Return dict mapping every record code to its category.

Reads from the parsed aaindex_categories.txt file produced by parse_categories(). If the file does not yet exist, it is generated first.

Parameters:

category_file – Filename of the pre-parsed categories file inside the data directory.

Returns:

Dict mapping each record code to its category string.

Raises:

IOError – If the categories file cannot be opened.

get_record_by_category(category: str) Dict[source]

Return all records belonging to a given category.

Parameters:

category – Category name to filter records by (case-insensitive).

Returns:

Dict of matching records keyed by accession number.

Raises:

TypeError – If category is not a string.

num_records() int[source]

Return the total number of records in the database.

Returns:

Number of records as int.

parse_aaindex() Dict[source]

Parse the raw AAindex1 database file into a nested dict and cache as JSON.

Each record is keyed by its accession number and stores metadata, amino acid values, and category. The result is written to a .json file in the data directory for fast subsequent loads.

Returns:

Parsed database keyed by accession number.

Raises:
  • IOError – If the raw database file cannot be opened.

  • ValueError – If a duplicate accession number is encountered.

parse_categories(aaindex_category_file: str = 'aaindex_to_category.txt') Dict[source]

Parse category file mapping each AAi record to one of 8 categories.

Category file and parsing code inspired from https://github.com/harmslab/hops.

Parameters:

aaindex_category_file – Filename or full path of the category mapping file.
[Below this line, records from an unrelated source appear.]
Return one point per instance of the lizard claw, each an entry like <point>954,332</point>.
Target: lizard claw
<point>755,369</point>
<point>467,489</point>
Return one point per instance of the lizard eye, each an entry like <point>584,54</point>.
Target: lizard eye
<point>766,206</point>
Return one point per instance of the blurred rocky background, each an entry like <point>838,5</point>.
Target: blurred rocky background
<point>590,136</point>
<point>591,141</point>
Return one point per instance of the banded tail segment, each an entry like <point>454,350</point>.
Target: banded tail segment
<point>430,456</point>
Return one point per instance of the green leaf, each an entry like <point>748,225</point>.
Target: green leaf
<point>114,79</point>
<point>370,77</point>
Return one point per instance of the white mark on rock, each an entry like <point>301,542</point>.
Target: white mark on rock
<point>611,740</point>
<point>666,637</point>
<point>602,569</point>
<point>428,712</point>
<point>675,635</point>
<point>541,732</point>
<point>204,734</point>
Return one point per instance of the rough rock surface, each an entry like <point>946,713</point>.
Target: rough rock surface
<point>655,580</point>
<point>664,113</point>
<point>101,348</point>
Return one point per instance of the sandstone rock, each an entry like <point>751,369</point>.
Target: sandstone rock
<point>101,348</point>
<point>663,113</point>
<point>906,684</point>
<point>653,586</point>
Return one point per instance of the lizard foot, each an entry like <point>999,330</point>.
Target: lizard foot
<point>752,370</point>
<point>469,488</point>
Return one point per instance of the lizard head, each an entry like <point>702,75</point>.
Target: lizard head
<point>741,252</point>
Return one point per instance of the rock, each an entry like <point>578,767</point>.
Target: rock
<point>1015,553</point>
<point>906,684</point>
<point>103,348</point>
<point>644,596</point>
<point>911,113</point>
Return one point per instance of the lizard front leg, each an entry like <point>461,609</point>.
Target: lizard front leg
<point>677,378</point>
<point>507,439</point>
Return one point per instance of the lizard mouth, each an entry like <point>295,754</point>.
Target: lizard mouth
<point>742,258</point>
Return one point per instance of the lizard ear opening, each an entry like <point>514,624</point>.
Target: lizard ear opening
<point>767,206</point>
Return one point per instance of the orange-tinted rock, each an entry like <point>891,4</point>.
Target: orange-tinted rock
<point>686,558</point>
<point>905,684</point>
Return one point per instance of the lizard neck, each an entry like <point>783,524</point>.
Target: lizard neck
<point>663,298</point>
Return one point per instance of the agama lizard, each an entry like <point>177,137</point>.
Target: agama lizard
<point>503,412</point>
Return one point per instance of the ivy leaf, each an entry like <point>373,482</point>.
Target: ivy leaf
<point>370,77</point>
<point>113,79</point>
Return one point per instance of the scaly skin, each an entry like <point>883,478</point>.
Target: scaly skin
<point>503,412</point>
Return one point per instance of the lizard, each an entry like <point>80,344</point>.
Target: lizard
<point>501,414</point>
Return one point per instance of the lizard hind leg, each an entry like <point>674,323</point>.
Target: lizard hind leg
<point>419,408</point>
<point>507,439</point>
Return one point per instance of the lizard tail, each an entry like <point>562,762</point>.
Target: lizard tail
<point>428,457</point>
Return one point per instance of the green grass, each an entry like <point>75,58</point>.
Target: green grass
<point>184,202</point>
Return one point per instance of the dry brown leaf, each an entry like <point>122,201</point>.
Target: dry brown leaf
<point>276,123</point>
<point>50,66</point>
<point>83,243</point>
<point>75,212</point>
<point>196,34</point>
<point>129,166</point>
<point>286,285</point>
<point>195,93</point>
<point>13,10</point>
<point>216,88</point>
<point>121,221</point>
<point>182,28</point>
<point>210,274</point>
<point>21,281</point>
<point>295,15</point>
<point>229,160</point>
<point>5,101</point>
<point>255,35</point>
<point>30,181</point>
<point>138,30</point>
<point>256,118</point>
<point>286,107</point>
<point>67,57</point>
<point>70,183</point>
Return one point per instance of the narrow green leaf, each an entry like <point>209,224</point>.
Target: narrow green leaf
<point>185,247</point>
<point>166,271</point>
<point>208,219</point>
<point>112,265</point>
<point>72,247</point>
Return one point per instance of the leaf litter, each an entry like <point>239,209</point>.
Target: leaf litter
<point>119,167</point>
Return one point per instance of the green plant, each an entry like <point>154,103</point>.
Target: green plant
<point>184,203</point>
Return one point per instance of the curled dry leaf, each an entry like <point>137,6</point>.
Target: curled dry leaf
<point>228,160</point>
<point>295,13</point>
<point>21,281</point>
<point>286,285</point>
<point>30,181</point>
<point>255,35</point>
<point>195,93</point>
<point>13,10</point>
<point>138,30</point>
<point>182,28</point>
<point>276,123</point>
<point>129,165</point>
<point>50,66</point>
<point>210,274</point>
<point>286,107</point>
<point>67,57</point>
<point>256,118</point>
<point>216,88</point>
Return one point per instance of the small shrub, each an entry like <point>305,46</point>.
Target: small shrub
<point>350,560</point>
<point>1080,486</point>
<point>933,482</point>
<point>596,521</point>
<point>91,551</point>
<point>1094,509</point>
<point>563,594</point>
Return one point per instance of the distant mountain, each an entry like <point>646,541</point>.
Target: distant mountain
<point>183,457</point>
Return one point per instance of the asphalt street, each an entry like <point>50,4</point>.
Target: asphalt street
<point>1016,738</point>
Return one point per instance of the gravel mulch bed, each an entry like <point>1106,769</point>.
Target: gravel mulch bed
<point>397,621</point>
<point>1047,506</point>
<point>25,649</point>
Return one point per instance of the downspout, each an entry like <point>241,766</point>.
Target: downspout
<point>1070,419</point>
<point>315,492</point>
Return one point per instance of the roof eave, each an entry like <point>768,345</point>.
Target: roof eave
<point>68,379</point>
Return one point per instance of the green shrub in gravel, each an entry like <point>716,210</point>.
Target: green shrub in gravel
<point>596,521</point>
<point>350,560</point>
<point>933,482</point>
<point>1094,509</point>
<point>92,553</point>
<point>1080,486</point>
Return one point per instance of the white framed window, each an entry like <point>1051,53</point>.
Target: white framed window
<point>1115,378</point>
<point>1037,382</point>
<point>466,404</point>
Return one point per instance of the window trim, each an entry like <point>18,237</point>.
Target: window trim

Defaults to aaindex_to_category.txt in the data directory.

Returns:

Dict mapping each record code to its category string.

Raises:

IOError – If the category file cannot be opened.

record_codes() List[str][source]

Return sorted list of all accession numbers in the database.

Returns:

Sorted list of accession number strings.

record_names() List[str][source]

Return a list of description strings for all records.

Returns:

List of description strings in database insertion order.

search(description: str | List[str]) Dict[source]

Search records by keyword(s) present in their description field.

Parameters:

description – Keyword string or list of keyword strings. Matching is case-insensitive.

Returns:

Dict of matching records keyed by accession number. Returns an empty dict if no records match.

Raises:

TypeError – If description is not a str or list.

values(record_code: str) Dict[source]

Return the amino acid values dict for a given record.

Shortcut to avoid accessing the full record when only the values are needed.

Parameters:

record_code – AAindex accession number.

Returns:

Dict of amino acid values for the specified record.

Raises:

ValueError – If record_code is not found in the database.

References

[1] Kawashima, S. and Kanehisa, M.; AAindex: amino acid index database. Nucleic Acids Res. 28, 374 (2000).